I did not find that there was enough of a denouement to the book. Luke just
lets the Force-sensitive girl go without learning why the others distrust her.
Did he at least rescue the two quarantined Force-sensitives?
I have some complaints about the writing style, as well. While the book was
a lot of fun to read, it did not have the grand and epic quality that
recent post-movie books have. Compare the dialog and action description here
to what we saw in Star By Star,
Destiny's Way, or The Final Prophecy, and this
one comes out lacking. Much of the dialog is very odd or stilted, with people
avoiding making full sentences. Still, as I have said, it was fully engaging, and I was
very happy to return to Luke and Mara, who are probably my favorite
characters, from here through the New Jedi Order.
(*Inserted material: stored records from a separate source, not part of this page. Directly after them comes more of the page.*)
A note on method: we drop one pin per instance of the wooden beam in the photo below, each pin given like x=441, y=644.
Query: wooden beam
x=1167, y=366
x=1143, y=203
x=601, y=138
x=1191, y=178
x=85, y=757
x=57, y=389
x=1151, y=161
I also like the idea,
between this book and Tatooine Ghost, that not all of the characters need to
be present in a Star Wars novel.
My final comment is a huge amount of praise for the cover of this book.
Mara is drawn absolutely beautiful, and there is a lot going on. The busy ones
were always my favorites in the New Jedi Order, and this continues the trend.
Even the back cover has a lot of detail, which makes even the cover worth
staring at for some time, in addition to the story within.